Of course, she did tick me off right away by mentioning how her TED talk went viral  – at least three or four times in the first pages. Then she talks about how everyone is wrong to feel shame or shyness or whatever and that we should all go around showing vulnerability all the time as this would make us happier and healthier, etc, etc, better parents, better people, etc.

I’m not sure about this. I know it wasn’t necessarily a good thing to learn my parents were vulnerable. I preferred thinking of them as invincible. Who else to stand for me against the slings and arrows of outrageous fortune? When I realized they were vulnerable, it was heartbreaking and terrifying.
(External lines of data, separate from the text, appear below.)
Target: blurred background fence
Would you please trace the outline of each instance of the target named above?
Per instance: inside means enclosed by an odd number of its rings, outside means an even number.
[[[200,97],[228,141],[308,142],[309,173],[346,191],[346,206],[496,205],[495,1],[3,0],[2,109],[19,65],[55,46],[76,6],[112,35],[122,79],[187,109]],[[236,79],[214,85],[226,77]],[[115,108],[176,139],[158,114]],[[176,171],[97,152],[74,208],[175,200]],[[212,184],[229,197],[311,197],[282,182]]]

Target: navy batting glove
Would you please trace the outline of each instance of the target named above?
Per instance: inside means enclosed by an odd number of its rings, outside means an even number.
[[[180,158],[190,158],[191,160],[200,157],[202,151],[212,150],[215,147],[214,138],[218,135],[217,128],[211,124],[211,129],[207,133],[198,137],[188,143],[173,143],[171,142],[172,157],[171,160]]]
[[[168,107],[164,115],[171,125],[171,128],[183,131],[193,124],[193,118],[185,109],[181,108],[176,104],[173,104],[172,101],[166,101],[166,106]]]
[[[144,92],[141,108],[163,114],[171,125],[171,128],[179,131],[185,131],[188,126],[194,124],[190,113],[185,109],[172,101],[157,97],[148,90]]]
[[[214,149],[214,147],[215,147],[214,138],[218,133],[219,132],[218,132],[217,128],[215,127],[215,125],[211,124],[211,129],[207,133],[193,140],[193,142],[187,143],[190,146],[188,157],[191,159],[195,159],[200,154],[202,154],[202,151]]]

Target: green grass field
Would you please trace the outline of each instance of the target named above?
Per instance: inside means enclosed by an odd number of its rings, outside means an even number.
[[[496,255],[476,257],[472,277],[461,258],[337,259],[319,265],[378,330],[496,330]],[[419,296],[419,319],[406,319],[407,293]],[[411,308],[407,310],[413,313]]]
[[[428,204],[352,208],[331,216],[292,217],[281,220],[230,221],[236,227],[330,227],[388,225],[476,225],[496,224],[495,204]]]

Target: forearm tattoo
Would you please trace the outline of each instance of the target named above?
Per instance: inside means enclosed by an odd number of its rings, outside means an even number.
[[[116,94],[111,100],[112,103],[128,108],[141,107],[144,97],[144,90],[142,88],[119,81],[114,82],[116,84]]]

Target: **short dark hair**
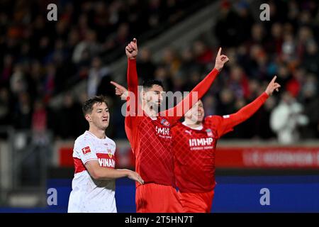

Perhaps my having to tell lies in the Confessional as a kid has hardened me, but shame doesn’t seem to be too much of my makeup, either, though I do know I have failed at a few things and have appropriate cringing behaviour when thinking of that. Failure is never cheering. Without a little shame about my failing, I might well be even more insufferable than I am!

And I’m not fit, I’m overweight. I’m not happy with that, but I’m not shamed by it – I just wish to be mystically healthier. Brown talks about the awfulness of body shame, something that might come better from someone not in the blonde, beautiful and fit category. Of course, fit people can have body shame, but it strikes me as  form of narcissism that is sad and wasteful.

The books goes on to talk about how we shouldn’t be ashamed of how we parent, or of how we can’t buy everything our kids want or feed them only vegetables from contented soil or whatever. Do we need to be told this? If so, we’ve lost sight of a lot of the good things of life, of the value of friendships, of simple pleasure, of responsibility.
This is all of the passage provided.